What was the range of deflation? Did it vary, even fractionally, ball to ball?
Also, someone from the other team spoke up right after things hit the news . . . saying that no matter what the ball pressure the Pats would have won because they were just that much better !!
I smell two choices. Either simple temp-to-pressure variant . . . . or a sabotage-conspiracy to distract the Pats from adequate prep for the Superbowl.
Considering implements of other sports (balls, etc.) and whether they can be “fixed”, a friend mentioned “how do you mess with a hockey puck?”
Well . . . . Analogous in circumferential configuration to "loading" dice (rectalinear configuration), a puck could be "weighted", I suppose.And thus slapshot right on net might even be redirected who the hell knows where, even boomerang-back at the shooter.
Won't be surprised if we never get an answer and the whole thing just gets buried under far more important news such as the next terrorist attack and multiple murder over someone's little doodle-drawings. Now we have the Far East (Japan) in the mayhem and massacre of the Middle East. Everyone should just get the hell out of there and let the inherent entropy of sectarianism multi-mutually self-destruct.

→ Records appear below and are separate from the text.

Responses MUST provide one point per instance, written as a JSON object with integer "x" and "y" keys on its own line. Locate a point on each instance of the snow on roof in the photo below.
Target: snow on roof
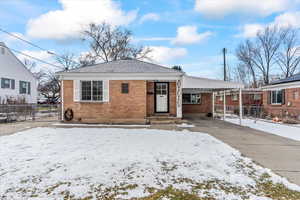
{"x": 125, "y": 66}
{"x": 293, "y": 78}
{"x": 191, "y": 82}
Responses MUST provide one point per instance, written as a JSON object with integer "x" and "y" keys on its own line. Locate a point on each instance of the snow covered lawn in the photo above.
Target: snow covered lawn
{"x": 287, "y": 131}
{"x": 99, "y": 163}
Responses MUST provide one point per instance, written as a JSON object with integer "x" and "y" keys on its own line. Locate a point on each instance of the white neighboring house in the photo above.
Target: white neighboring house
{"x": 16, "y": 81}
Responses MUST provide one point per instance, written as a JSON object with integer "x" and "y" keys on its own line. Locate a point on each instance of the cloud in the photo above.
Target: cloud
{"x": 250, "y": 30}
{"x": 75, "y": 15}
{"x": 189, "y": 35}
{"x": 11, "y": 40}
{"x": 41, "y": 55}
{"x": 220, "y": 8}
{"x": 287, "y": 19}
{"x": 152, "y": 39}
{"x": 149, "y": 17}
{"x": 162, "y": 54}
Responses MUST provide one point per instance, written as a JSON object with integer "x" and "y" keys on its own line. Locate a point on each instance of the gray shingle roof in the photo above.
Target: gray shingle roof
{"x": 124, "y": 66}
{"x": 293, "y": 78}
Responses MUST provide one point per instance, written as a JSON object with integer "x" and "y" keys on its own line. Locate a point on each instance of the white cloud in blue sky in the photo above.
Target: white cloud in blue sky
{"x": 190, "y": 33}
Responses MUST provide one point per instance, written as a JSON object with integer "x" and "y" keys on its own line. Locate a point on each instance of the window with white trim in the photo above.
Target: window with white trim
{"x": 24, "y": 87}
{"x": 234, "y": 97}
{"x": 277, "y": 97}
{"x": 296, "y": 95}
{"x": 91, "y": 90}
{"x": 256, "y": 97}
{"x": 7, "y": 83}
{"x": 220, "y": 98}
{"x": 191, "y": 98}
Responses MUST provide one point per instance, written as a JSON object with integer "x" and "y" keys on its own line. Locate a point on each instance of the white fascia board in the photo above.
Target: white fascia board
{"x": 120, "y": 76}
{"x": 282, "y": 86}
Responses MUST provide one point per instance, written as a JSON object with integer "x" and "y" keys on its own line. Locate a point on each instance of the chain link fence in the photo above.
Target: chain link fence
{"x": 24, "y": 112}
{"x": 289, "y": 115}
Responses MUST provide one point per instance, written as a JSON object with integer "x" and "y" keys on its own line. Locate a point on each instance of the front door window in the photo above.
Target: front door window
{"x": 162, "y": 92}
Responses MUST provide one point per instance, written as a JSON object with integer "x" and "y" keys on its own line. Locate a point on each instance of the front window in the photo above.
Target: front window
{"x": 220, "y": 98}
{"x": 234, "y": 97}
{"x": 191, "y": 98}
{"x": 256, "y": 97}
{"x": 91, "y": 90}
{"x": 125, "y": 88}
{"x": 277, "y": 97}
{"x": 296, "y": 95}
{"x": 24, "y": 87}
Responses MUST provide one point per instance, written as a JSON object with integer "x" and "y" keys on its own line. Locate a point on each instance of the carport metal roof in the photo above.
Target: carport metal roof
{"x": 205, "y": 84}
{"x": 191, "y": 83}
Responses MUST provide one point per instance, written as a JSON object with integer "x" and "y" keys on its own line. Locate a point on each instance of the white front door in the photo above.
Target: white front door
{"x": 162, "y": 93}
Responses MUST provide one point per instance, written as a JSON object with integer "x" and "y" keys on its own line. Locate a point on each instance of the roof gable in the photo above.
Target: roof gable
{"x": 125, "y": 66}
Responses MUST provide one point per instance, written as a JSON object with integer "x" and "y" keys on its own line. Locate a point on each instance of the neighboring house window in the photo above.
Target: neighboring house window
{"x": 256, "y": 97}
{"x": 7, "y": 83}
{"x": 191, "y": 98}
{"x": 296, "y": 95}
{"x": 234, "y": 97}
{"x": 2, "y": 50}
{"x": 91, "y": 90}
{"x": 125, "y": 88}
{"x": 220, "y": 98}
{"x": 24, "y": 87}
{"x": 277, "y": 97}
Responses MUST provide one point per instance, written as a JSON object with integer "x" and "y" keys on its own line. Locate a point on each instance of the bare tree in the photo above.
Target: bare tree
{"x": 67, "y": 61}
{"x": 109, "y": 43}
{"x": 259, "y": 55}
{"x": 288, "y": 58}
{"x": 245, "y": 56}
{"x": 30, "y": 65}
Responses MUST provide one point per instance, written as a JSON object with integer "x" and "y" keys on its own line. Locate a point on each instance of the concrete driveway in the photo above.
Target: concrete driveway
{"x": 280, "y": 154}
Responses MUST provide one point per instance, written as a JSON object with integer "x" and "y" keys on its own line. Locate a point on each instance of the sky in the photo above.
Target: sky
{"x": 189, "y": 33}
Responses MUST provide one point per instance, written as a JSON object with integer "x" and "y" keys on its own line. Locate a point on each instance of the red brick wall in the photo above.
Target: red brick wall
{"x": 247, "y": 100}
{"x": 278, "y": 110}
{"x": 204, "y": 107}
{"x": 121, "y": 108}
{"x": 150, "y": 98}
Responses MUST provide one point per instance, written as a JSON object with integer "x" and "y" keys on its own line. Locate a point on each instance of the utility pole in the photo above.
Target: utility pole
{"x": 224, "y": 57}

On tonight's news, an item about a couple planes that Twitts mentioned as having bombs. Landed, evacuated, nothing found. The item also mentioned a previous bomb threat. The air force launched two fighter jets to escort the commercial plane.

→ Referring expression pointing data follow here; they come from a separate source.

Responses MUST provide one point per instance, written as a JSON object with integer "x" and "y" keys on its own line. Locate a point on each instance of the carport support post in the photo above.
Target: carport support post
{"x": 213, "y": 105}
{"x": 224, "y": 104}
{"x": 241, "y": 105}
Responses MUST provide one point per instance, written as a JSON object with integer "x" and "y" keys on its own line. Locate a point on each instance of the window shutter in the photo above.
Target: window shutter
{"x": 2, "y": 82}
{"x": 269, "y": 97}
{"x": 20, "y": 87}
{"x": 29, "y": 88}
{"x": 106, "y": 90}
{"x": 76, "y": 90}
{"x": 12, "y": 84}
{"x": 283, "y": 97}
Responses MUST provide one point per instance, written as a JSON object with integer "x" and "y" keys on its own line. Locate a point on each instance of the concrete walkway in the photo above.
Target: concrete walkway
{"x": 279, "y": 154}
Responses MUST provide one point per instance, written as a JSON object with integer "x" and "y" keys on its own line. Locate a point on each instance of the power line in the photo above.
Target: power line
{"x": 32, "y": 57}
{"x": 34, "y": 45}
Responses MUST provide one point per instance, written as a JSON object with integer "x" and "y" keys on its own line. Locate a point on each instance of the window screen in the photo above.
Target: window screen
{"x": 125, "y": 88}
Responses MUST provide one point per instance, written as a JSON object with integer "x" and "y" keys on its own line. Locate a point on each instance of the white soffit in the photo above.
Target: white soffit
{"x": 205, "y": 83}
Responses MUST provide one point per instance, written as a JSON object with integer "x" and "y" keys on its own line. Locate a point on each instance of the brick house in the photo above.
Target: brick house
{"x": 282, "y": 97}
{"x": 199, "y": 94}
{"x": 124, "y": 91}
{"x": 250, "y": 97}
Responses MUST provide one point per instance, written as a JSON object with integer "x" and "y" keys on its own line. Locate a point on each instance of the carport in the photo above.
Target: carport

WHAT THE HELL WERE THEY SUPPOSED TO DO??? "Will everyone in first class please go to the first exit doors, hold onto each other, and cross the wings into the accompanying air force planes. You'll be given extra sky-miles for your inconvenience, and if you get blown off the wing, your heirs will be given complimentary first class seating on the next five years of their flying with our airline."
Or maybe someone had the brainstorm that air marshalls could climb from the jets and search the commercial plane and, if it hadn't gone off already, defuse any bomb found?
Or was it that at least there'd be photographic documentary of the explosion and coordinates to somewhat locate a debris field far below. Rather retro after the last few just plain disappearances of commercial airliners.
The contraindication of such "escort of disaster" procedure seems that if a bomb on passenger plane, and a big explosion, chances might be that the shrapnel fragments of fuselage and engines and seats and luggage and fuel . . . would destroy the A. F. jets as collateral damage.
Oh, in the first consideration above, first class evacuate. What about all those in economy? Unfortunate that they didn't care enough for their comfort and preservation from embolism-formations . . . to spend the extra. Class does have its rewards -- in worst-case-scenarios, far greater than "frequent flyer".